A clip of Dr. Deborah Birx went viral Thursday, showing the White House coronavirus response coordinator looking pained as she listened to President Donald Trump wonder if sunlight exposure and injecting the human body with disinfectants could be used to combat COVID-19.
Trump made the remarks — which are not backed by science and have been decried as wildly dangerous by medical professionals and even disinfectant manufacturers — at a press conference Thursday.
The president attempted to walk back his comments on Friday, saying he was being sarcastic when he made the claims. "I was asking a question sarcastically to reporters like you just to see what would happen," he said Friday.
In fact, video of the press conference clearly showed Trump asking Birx, a renowned virus expert with decades of government experience, to investigate if some of the treatments were feasible.
On Thursday evening, following a presentation by William Bryan, the undersecretary for science and technology at the Department of Homeland Security, about the effect of solar light, bleach, and isopropyl alcohol on the coronavirus, Trump suggested scientists should study if these methods could be used on humans.
"So, supposing we hit the body with a tremendous — whether it’s ultraviolet or just very powerful light — and I think you said that that hasn’t been checked but you’re going to test it," Trump said. "And then I said, 'supposing you brought the light inside the body, which you can do either through the skin or in some other way,' and I think you said you’re going to test that too.

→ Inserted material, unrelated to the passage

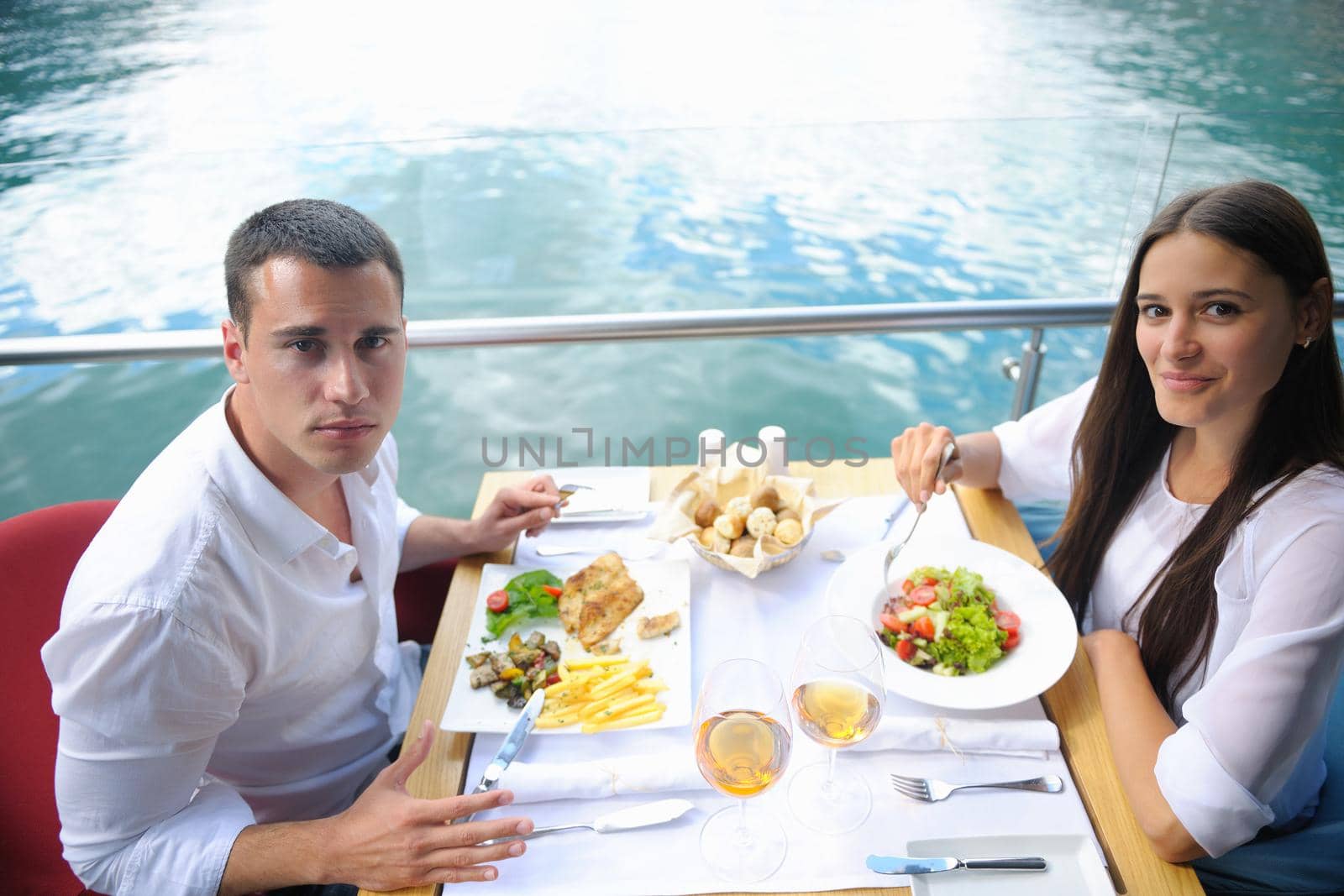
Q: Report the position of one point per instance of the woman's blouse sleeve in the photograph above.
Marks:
(1247, 728)
(1038, 448)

It sounds interesting."
Birx, sitting on the sidelines, reacted with visible discomfort as the president touted these unscientific theories.

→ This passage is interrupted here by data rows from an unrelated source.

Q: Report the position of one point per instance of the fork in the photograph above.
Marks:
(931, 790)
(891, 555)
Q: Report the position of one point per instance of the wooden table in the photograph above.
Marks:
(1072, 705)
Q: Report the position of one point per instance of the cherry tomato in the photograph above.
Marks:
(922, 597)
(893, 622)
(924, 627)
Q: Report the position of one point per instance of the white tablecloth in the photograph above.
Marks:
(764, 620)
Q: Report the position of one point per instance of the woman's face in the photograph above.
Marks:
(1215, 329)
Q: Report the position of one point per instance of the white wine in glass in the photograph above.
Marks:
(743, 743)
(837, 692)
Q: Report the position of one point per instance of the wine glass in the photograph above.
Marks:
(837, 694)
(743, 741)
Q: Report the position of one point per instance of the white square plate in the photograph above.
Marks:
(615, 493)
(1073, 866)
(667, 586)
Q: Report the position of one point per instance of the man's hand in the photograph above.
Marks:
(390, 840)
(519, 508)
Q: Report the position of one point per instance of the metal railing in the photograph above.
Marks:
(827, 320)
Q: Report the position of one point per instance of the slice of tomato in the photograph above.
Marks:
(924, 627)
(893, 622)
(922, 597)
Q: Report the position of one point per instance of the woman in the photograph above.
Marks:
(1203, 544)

Video footage showed her staring at the president before inhaling deeply and staring at the ground.
"And then I see the disinfectant, where it knocks it out in a minute. One minute," Trump also said. "And is there a way we can do something like that, by injection inside or almost a cleaning — because, you see, it gets in the lungs, and it does a tremendous number on the lungs. So it would be interesting to check that. So, that— You’re going to have to use medical doctors with. But it sounds — it sounds interesting to me.
"But the whole concept of the light, the way it kills it in one minute, that’s — that’s pretty powerful," Trump said.
Later in the press conference, Trump sparred with a reporter who asked if his comments about heat and humidity could be considered dangerous and lead people to believe going outside is safe.
"Here we go. The new — the new headline is: 'Trump Asks People to Go Outside. That’s Dangerous.' Here we go. Same old group," he said.
"You ready? I hope people enjoy the sun. And if it has an impact, that’s great," he said.
Trump then asked Birx to "speak to the medical doctors to see if there’s any way that you can apply light and heat to cure" and if she'd ever heard of "the heat and the light, relative to certain viruses, yes, but relative to this virus?"
The visibly uncomfortable doctor said she'd never heard of it "as a treatment."
"When you have a fever, it helps your body respond. But not as— I’ve not seen heat," she said.
"I think it’s a great thing to look at," Trump told her.
This particular interaction was incorrect in the White House's first transcript of the press conference, which said that Birx had told the president that light and heat "was a treatment."
The administration released a second transcript with her actual response.
On Friday, Trump said he wasn't being serious when he suggested that disinfectant injections could cure COVID-19.
White House press secretary Kayleigh McEnany also said the media had taken Trump out of context.
"President Trump has repeatedly said that Americans should consult with medical doctors regarding coronavirus treatment, a point that he emphasized again during yesterday’s briefing," she said in a Friday statement.
The American Chemistry Council says bleach and disinfectants should never be ingested or injected into the body.
"Chlorine bleach is critical to combating the spread of COVID-19 as it effectively disinfects surfaces that inactivate the virus SARS-CoV-2," the industry group said in a statement. "However, chlorine bleach should never be administered inside the body under any circumstances."
Despite the president's protestations that he didn't mean what he'd said, Birx's reaction from Thursday's press conference was the subject of several memes and viral tweets.